Kwallis2 insignificant - need for comparisons between the groups? I have a question concerning the Kruskal-Wallis test. I compared 4 groups with the kwallis2 test (in stata) and got insignificant results (the multiple comparisons are aborted). When I look at the medians of the variable in two of the groups, one is double of the other. So I did a kwallis test for these two groups and saw it was significant. How do I deal with this? Is there a reason why the multiple comparisons are insignificant that I would still find significant results when comparing two of the groups?
 A: The normal way of proceeding is to check for differences with an omnibus test, and then if if the null is rejected to use post-hoc testing to identify the important differences (multiple comparisons).
If the null is not rejected by the omnibus test one normally stops at that point.
If you're going to go to multiple comparisons no matter what, what was the point of doing the Kruskal-Wallis in the first place? Just say "I'm going to test all possible pairwise differences".

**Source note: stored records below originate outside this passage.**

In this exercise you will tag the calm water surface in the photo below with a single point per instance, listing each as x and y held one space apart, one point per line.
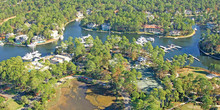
189 45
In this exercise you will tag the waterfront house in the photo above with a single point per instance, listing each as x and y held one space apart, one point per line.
9 35
88 11
21 38
188 12
152 29
79 14
211 25
106 26
60 59
175 33
92 25
38 39
55 35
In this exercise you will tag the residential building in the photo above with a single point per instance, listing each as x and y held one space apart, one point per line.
9 35
106 26
175 33
188 12
60 59
21 38
79 14
152 29
92 25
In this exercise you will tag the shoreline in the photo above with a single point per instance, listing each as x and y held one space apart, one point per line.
139 33
182 36
207 54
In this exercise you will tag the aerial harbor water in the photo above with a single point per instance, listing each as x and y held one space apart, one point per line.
189 45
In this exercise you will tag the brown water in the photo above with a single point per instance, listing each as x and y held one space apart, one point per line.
73 98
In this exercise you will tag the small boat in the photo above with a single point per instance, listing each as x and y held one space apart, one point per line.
1 43
33 44
150 39
195 29
141 41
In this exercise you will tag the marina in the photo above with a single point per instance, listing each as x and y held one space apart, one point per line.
189 45
142 40
1 43
30 56
170 47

You don't say what significance level the subsequent test was conducted at. It sounds like it was at the same level as the original test, but based on choosing which pair to test from looking at the data. Your nominal type I error rate is thereby rendered nonsensical (your results don't mean what you suggest they do, as your actual overall type I error rate is approximately that of doing all possible pairwise comparisons).
You decide your sequence of actions and consider the subsequent properties before you have data. If you're working out what to test based on what you see in the data, your tests don't have the claimed properties.
This is, in effect, significance hunting. It would be (or should be) treated as such by any decent referee.

Is there a reason why the multiple comparisons are insignificant that I would still find significant results when comparing two of the groups?

You'd need to say which multiple comparisons procedure compared to a test done at what significance level, but if the KW test was at the overall significance level one obvious explanation would be that multiple comparisons would be done at a lower significance level.
But you say the multiple comparisons were 'abandoned'. If they weren't done, you won't know if any would have been significant if carried out. It's possible that a KW could fail to reject even though one of the multiple comparisons would reject (even at a lower significance level).